21 February 2008

Can moms be close to their boys when they are adults?

A comment to one of my recent posts had me wondering about this...when my boys are all grown up, will I still be close to them? Can a mom be close to her son when he is an adult?

A lot is said about mother-daughter relationships, and I, myself, have a wonderful relationship with my mother. But, not too much is said about mother-son relationships. You don't hear too much about mothers spending a lot of time with their grown-up sons. Sure, you hear about the sons coming back home for a home-cooked meal. Or you hear about sons coming around during the holidays. But you just don't hear about sons just spending time with their moms as adults.

It makes me wonder...am I going to feel a deep sense of loss when my boys grow up and leave the nest? And, as the person who commented in my post said, is it then that I am going to wish that I had been blessed with a girl?

I know this time is a long way off for me since my youngest is only five, but thinking about this makes me want to do all I can to stay close to my sons now...in hopes that we will remain close as adults. Am I being silly?

9 comments:

Pinching Abe said...

I think you can be close if you stay connected. I am not saying there should be apron strings that need cutting later on, but there is such a stigma attached to being a "momma's boy" you know? I hope to be close to my kids when they grow up. My mom and I used to be close and now I wonder if I even pass through her mind once a year... But as long as you foster a loving relationship now when they are young, they will be close to you later, I think :)

Anonymous said...

Interesting issue...in my opinion, I think unlike daughters, sons want to firmly assert their independence and strike it out on their own when they become adults.

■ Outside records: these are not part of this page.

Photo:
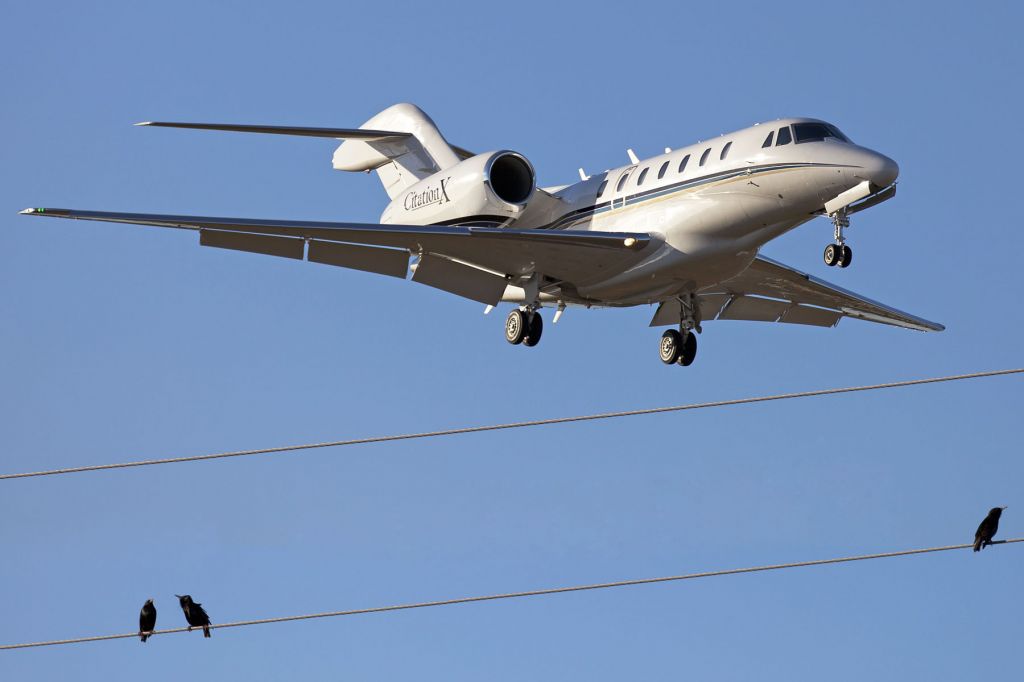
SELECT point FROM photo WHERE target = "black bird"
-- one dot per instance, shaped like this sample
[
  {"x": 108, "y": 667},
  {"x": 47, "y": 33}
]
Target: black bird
[
  {"x": 988, "y": 528},
  {"x": 195, "y": 613},
  {"x": 146, "y": 620}
]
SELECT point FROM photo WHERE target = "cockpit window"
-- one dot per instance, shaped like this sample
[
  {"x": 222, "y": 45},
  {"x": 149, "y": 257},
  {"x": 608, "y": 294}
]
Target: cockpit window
[
  {"x": 814, "y": 132},
  {"x": 838, "y": 132}
]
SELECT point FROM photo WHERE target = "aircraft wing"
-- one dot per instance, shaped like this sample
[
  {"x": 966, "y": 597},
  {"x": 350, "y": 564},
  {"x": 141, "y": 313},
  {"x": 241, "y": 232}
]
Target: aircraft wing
[
  {"x": 769, "y": 291},
  {"x": 474, "y": 262}
]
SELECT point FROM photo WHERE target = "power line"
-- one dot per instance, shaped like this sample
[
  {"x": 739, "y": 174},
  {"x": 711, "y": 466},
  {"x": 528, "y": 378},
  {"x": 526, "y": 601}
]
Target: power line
[
  {"x": 513, "y": 425},
  {"x": 517, "y": 595}
]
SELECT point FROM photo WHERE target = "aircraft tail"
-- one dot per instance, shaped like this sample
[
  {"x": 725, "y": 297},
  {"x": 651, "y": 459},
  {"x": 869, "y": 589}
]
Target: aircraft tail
[{"x": 399, "y": 162}]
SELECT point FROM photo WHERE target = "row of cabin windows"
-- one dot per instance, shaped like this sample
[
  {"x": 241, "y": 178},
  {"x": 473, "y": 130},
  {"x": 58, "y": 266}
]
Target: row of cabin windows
[{"x": 664, "y": 169}]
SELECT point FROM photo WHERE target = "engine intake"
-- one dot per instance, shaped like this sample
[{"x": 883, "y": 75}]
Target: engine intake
[
  {"x": 511, "y": 177},
  {"x": 488, "y": 188}
]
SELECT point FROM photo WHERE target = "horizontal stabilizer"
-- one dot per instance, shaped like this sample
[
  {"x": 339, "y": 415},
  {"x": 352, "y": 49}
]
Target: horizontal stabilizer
[{"x": 336, "y": 133}]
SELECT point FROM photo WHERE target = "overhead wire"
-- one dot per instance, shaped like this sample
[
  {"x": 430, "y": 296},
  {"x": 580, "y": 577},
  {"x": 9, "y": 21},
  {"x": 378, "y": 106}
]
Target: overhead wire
[
  {"x": 514, "y": 595},
  {"x": 512, "y": 425}
]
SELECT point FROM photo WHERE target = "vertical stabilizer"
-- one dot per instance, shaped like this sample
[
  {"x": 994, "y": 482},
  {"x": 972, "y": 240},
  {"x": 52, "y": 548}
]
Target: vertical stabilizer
[{"x": 400, "y": 163}]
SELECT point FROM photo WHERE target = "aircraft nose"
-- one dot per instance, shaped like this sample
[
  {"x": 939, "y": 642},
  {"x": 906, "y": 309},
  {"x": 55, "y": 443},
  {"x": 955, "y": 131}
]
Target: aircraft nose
[{"x": 883, "y": 171}]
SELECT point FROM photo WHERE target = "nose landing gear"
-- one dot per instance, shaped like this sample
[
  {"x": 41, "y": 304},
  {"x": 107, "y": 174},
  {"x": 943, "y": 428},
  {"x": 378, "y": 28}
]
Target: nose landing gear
[
  {"x": 839, "y": 253},
  {"x": 523, "y": 326},
  {"x": 680, "y": 347}
]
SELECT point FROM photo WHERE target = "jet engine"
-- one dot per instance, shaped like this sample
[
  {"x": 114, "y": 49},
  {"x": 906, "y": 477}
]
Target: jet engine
[{"x": 488, "y": 188}]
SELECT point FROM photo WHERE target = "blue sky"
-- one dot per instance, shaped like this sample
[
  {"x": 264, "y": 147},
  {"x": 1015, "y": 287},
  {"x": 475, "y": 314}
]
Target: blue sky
[{"x": 122, "y": 342}]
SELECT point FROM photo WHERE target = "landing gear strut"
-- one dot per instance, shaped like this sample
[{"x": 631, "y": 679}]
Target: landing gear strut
[
  {"x": 839, "y": 253},
  {"x": 523, "y": 326},
  {"x": 680, "y": 347}
]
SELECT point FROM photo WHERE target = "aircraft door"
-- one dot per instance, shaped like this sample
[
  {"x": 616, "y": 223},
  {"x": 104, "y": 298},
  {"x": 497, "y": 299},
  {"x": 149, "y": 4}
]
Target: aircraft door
[{"x": 622, "y": 187}]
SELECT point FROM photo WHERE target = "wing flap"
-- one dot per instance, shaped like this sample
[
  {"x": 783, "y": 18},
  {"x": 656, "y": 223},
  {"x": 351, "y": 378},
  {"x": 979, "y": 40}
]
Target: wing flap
[
  {"x": 369, "y": 259},
  {"x": 806, "y": 314},
  {"x": 460, "y": 280},
  {"x": 286, "y": 247},
  {"x": 754, "y": 309}
]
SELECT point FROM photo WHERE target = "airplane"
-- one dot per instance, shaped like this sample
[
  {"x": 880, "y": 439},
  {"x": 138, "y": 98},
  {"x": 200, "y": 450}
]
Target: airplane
[{"x": 681, "y": 229}]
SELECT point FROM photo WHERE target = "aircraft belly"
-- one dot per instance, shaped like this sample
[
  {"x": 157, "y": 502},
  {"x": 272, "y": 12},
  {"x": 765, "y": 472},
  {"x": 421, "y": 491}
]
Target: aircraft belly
[{"x": 668, "y": 272}]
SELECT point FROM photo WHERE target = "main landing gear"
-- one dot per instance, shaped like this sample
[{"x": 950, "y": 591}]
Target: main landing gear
[
  {"x": 839, "y": 253},
  {"x": 680, "y": 347},
  {"x": 523, "y": 326}
]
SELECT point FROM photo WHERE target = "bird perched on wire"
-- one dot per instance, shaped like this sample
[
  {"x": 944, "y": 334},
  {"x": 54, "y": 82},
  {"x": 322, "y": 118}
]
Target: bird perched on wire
[
  {"x": 988, "y": 528},
  {"x": 146, "y": 620},
  {"x": 194, "y": 613}
]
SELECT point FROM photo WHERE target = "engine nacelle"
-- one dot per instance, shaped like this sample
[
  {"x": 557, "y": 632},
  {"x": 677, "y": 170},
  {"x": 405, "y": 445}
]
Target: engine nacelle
[{"x": 487, "y": 188}]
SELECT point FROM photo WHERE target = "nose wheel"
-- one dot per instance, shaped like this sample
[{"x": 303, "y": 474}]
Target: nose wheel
[
  {"x": 680, "y": 346},
  {"x": 839, "y": 253},
  {"x": 523, "y": 327},
  {"x": 677, "y": 348}
]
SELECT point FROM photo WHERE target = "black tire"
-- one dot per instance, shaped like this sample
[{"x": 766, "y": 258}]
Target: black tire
[
  {"x": 670, "y": 346},
  {"x": 833, "y": 254},
  {"x": 534, "y": 330},
  {"x": 515, "y": 327},
  {"x": 689, "y": 350},
  {"x": 846, "y": 257}
]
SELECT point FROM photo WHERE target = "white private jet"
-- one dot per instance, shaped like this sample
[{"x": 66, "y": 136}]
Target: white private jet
[{"x": 681, "y": 229}]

Personally I love my mom, but would prefer to do things myself even if that meant making mistakes. But I would want my mom to always be there if I ever needed financial support (sometimes emotional, but rarely) or other safety net help. I am glad my mom always understood and never tried to smother me.
-Raymond

Vicki said...

Yikes...another thing to worry about! As a mother of 3 boys, I can't imagine having them far from me, not sharing their ideas, fears, etc...I am hoping I can hold onto them way past the teenage years.

Thanks!

Anonymous said...

thanks for dropping by my site and commenting. i really appreciate it. hope to see you come by again soon!

Jack Steiner said...

I am 38 and I still talk to my mom. I think that it really depends on how you raise them.

Anonymous said...

I like to believe that this is one of those "to each their own" kinds of situations. I love my son and I'm very close to him, and I hope to always be (I have a daughter too, and I hope to be close to her too).

Chief Family Officer said...

I'm assuming it was my comment that provoked this post, so let me just add that I have every intention of remaining close to my sons as they grow up. I have high hopes (foolishly, perhaps) that long after they've moved out of my house, they continue to call me for career, financial, and relationship advice, as well as everyday chit chat. That they come over regularly for their favorite meals. And that their wives are intimidated because no woman could measure up to Mom in their eyes. (Oops. Maybe I'm overdoing it on that last part.)

But the bottom line is that I'll be on the sidelines when they plan their weddings (thank goodness for the rehearsal dinner - LOL!). That's when I think it will hit me - when they're getting married and there's another woman taking center stage in their lives. On the other hand, I suppose this is how dads feel about their daughters.

Linda S said...

The thing you have to realize and allow for is the separation that is natural when they reach adolescence. Your relation changes a little then and I find I have to watch what I say or how I say it...can't call him (17) my little buddy in public any more. I am hoping as long as I am respectful of his need for independence, he will not pull away too much more than is naturally to be expected. You reach a point where you have to treat him like a man, and not your little boy even though you think of him that way forever...very hard to do. So far it is working...he still comes in the den to hang out with me etc...I have seen too many moms "expect" that closeness from their older boys and it comes back to bite them in the butt. Just let them become men and you will have a relationship, different mind you, but healthy.

Michelle said...

Yes, Chief Family Officer--yours was the comment that made me think about writing this post. :) I think you are right, that it will really hit me with my sons when they go to get married...I just hope that they end up choosing women with whom I can get along well. After all, I definitely would want to spend a lot of time with any grandchildren I would have, so a good relationship with a daughter-in-law would be crucial...

But, that is soooo far in the future it almost seems silly to be thinking about it.